Desiccation tolerance (DT), the ability to recover from an almost complete loss of protoplasmic water, is a phenomenon that is rare in vegetative tissues but common in the reproductive structures of green plants. Vegetative desiccation tolerance (VDT) evolved early in the phylogeny of land plants, probably from DT, and was a critical factor in land colonization. VDT was lost during the evolution of tracheophytes but reappeared independently in lycophytes and ferns and, via seed reprogramming desiccation tolerance, in at least 13 different angiosperm lineages. Desiccation tolerance is not only agronomically crucial (pollen dispersal and seed storage) and a source of drought tolerance genes, but also enables plants to colonize marginal environments and, in the case of bryophytes, to form complex cross-kingdom communities (biocrusts) that can reshape environments.
Despite significant progress, there is still much to learn about the role of desiccation tolerance in plant evolution, community ecology and habitat selection, or phenotype complexity at the structural, physiological and biochemical levels. We also know little about the complexity of dehydration sensing, signaling and gene regulatory networks that respond to dehydration, and the structural aspects of cell biology during dehydration, in the dry state, and after rehydration.
The use of genomics-based tools offers new approaches to understanding the role of DT in phylogenetics and population genetics, as well as community ecology. New tools and physiological strategies (e.g. molecular mobility, phase separation) contribute to a deeper understanding of desiccation tolerance in both seeds and vegetative tissues. Advanced tools and approaches, e.g., multi-omics and genome editing, will provide better insights into how plants perceive, respond to, and adapt to dehydrating environments. DT -related genes are currently being used in strategies to improve drought tolerance in plants and could provide solutions to the ever-growing problems associated with global climate change and agricultural productivity.
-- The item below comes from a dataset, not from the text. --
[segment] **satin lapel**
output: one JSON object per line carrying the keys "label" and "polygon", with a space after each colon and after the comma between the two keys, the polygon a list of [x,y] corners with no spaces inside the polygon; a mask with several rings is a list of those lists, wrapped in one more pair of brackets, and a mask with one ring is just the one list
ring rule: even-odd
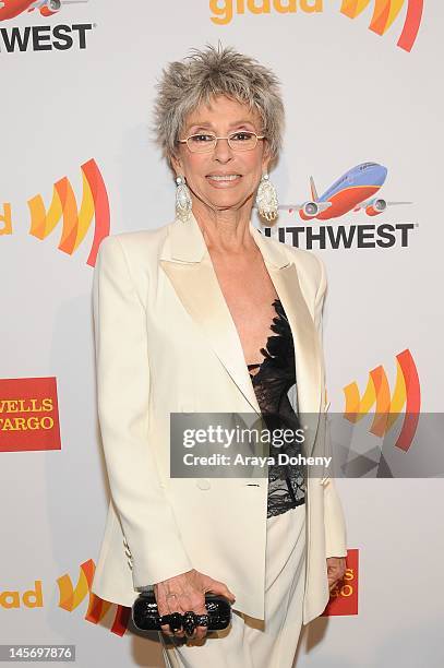
{"label": "satin lapel", "polygon": [[[284,244],[264,238],[251,223],[250,230],[264,258],[292,332],[299,410],[315,414],[321,401],[321,357],[313,319],[299,285],[297,267],[289,260]],[[190,223],[176,220],[170,225],[160,264],[208,345],[252,408],[260,414],[240,338],[194,216]]]}
{"label": "satin lapel", "polygon": [[209,255],[193,264],[168,260],[160,260],[160,264],[183,307],[252,408],[260,414],[240,338]]}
The goal of the current Research Topic is to address important, latest and emerging research trends in plant desiccation tolerance and responses to dehydration. We welcome submissions of various types of manuscripts, including original research papers, reviews and methods, especially on the following topics:
1. Physiological responses (including hormonal control) of desiccation tolerance plants to dehydration and rehydration
2. Molecular mechanisms involved in desiccation tolerance in plants and seeds
3. Signal sensing and transduction involved in desiccation tolerance
4. Comparative analysis between water deficit stress, severe dehydration (wilting) and desiccation
5. Evolution of desiccation tolerance in land plants
6. Biodiversity, habitat selection and community ecology of desiccation tolerance plants
7. Novel methods and technologies (bioinformatics tools, cell culture, transformation, bioengineering, genome editing etc.) to study desiccation tolerance.